Working with JSON and CSV Files

Who this is for: Grade 8–9 students who already know Python basics (loops, functions, lists/dicts) and want real-world data skills.

What you'll learn:

What JSON and CSV are and when to use them
Reading and writing JSON files in Python
Reading and writing CSV files in Python
Converting between JSON and CSV
Handling common pitfalls (encodings, numbers, headers)
A hands-on mini project: Gradebook Analyzer

1) Quick concepts

JSON (JavaScript Object Notation)

Great for structured data with nested objects and lists.
Common in web APIs and app configs.
Type mapping (JSON → Python):
- object → dict
- array → list
- string → str
- number → int/float
- true/false → True/False
- null → None

CSV (Comma-Separated Values)

Great for tabular data (rows and columns), like spreadsheets.
Simple and human-readable, but not good for deeply nested structures.

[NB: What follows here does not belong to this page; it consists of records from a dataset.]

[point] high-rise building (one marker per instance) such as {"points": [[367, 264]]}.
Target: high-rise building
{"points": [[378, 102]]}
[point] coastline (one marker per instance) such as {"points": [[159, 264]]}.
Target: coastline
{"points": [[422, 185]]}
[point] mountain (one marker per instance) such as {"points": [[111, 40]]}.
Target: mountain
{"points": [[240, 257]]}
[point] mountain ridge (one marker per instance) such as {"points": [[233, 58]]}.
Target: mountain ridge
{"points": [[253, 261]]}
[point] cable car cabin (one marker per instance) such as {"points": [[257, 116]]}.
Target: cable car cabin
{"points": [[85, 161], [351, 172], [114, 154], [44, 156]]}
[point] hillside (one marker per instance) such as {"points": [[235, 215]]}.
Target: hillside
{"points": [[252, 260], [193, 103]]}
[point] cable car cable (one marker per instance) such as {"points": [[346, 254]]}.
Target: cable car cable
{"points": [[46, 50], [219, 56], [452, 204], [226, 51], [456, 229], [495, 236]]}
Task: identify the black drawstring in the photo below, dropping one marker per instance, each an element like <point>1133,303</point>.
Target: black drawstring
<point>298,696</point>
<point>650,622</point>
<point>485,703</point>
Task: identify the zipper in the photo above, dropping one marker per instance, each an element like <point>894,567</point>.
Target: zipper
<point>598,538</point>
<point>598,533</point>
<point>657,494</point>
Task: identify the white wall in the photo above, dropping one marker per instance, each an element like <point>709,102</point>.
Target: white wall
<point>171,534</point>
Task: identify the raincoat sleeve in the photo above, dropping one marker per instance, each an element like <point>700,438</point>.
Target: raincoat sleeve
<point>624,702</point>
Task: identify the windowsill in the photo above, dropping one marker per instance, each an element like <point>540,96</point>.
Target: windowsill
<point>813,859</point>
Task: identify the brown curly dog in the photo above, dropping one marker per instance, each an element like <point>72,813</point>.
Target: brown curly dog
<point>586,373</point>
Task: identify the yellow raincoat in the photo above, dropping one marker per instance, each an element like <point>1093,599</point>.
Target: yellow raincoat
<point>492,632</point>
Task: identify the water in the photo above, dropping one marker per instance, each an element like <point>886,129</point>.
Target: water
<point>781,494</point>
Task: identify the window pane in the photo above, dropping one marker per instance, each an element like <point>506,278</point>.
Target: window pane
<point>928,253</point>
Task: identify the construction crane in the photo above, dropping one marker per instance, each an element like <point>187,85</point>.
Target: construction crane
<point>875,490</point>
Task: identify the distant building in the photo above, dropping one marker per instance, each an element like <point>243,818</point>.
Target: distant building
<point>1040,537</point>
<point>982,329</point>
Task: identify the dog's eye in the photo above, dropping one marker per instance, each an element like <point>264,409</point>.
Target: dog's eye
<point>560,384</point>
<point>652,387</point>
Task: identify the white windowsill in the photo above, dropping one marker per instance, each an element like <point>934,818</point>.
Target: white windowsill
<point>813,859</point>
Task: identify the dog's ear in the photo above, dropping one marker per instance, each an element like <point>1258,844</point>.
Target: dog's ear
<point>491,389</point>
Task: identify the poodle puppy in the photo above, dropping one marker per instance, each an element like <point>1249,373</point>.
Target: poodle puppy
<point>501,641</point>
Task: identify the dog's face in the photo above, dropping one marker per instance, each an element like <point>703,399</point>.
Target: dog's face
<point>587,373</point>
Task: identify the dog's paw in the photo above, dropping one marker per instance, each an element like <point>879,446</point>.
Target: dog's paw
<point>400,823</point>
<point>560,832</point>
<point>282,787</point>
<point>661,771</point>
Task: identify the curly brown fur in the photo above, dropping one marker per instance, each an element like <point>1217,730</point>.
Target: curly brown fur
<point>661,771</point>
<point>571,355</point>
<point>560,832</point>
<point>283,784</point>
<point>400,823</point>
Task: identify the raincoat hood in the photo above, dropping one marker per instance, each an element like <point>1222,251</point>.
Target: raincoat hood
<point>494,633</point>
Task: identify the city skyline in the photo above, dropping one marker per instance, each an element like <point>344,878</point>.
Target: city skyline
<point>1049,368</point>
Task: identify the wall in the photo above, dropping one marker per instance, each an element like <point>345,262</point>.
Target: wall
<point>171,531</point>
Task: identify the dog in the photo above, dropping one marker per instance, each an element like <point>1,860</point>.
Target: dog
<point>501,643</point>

2) JSON in Python (module: json)

Read JSON from a file:

Use json.load to read files, json.loads to parse a string.

Example: reading, updating, and saving JSON

import json
from pathlib import Path

data_path = Path("data")
data_path.mkdir(exist_ok=True)

# Create a sample JSON file
sample = {
    "class": "9A",
    "teacher": "Ms. Lee",
    "students": [
        {"name": "Alex", "age": 14, "scores": {"math": 88, "science": 92}},
        {"name": "Rita", "age": 15, "scores": {"math": 95, "science": 85}}
    ]
}

with (data_path / "class.json").open("w", encoding="utf-8") as f:
    json.dump(sample, f, indent=2, ensure_ascii=False)

# Read it back
with (data_path / "class.json").open("r", encoding="utf-8") as f:
    data = json.load(f)

# Pretty print to console
print(json.dumps(data, indent=2, ensure_ascii=False))

# Update a value
data["students"][0]["scores"]["math"] = 90

# Save updated JSON
with (data_path / "class_updated.json").open("w", encoding="utf-8") as f:
    json.dump(data, f, indent=2, ensure_ascii=False, sort_keys=True)

Notes:

indent makes it human-readable.
ensure_ascii=False keeps non-English characters readable.
sort_keys=True writes keys in alphabetical order (useful for consistent files).

Handling bad JSON safely:

bad = "{ name: 'Alex' }"  # invalid JSON (unquoted key, single quotes)
try:
    parsed = json.loads(bad)
except json.JSONDecodeError as e:
    print("Invalid JSON:", e)

3) CSV in Python (module: csv)

Read CSV as rows (each row is a list):

Good for simple data without headers.

Read CSV as dictionaries (DictReader):

Best when the first row has column names.
You get rows as dicts like {"name": "Alex", "math": "88"}

Example: reading and writing CSV

import csv
from pathlib import Path

data_path = Path("data")
data_path.mkdir(exist_ok=True)

# Create a sample CSV file
with (data_path / "students.csv").open("w", newline="", encoding="utf-8") as f:
    writer = csv.writer(f)
    writer.writerow(["name", "math", "science"])
    writer.writerow(["Alex", "88", "92"])
    writer.writerow(["Rita", "95", "85"])
    writer.writerow(["Sam", "", "78"])  # missing math score

# Read with DictReader
def to_float(s):
    try:
        return float(s)
    except (TypeError, ValueError):
        return None

rows = []
with (data_path / "students.csv").open("r", newline="", encoding="utf-8") as f:
    reader = csv.DictReader(f)
    for row in reader:
        math = to_float(row["math"])
        science = to_float(row["science"])
        avg = None
        nums = [x for x in (math, science) if x is not None]
        if nums:
            avg = sum(nums) / len(nums)
        rows.append({
            "name": row["name"],
            "math": math,
            "science": science,
            "average": avg
        })

print(rows)

# Write a new CSV with averages
with (data_path / "averages.csv").open("w", newline="", encoding="utf-8") as f:
    fieldnames = ["name", "math", "science", "average"]
    writer = csv.DictWriter(f, fieldnames=fieldnames)
    writer.writeheader()
    writer.writerows(rows)

Important CSV tips:

Always open CSV files with newline="" to avoid extra blank lines (especially on Windows).
Use encoding="utf-8" for international text.
DictReader requires that the first row has headers.
All values read from CSV are strings. Convert to int/float if needed.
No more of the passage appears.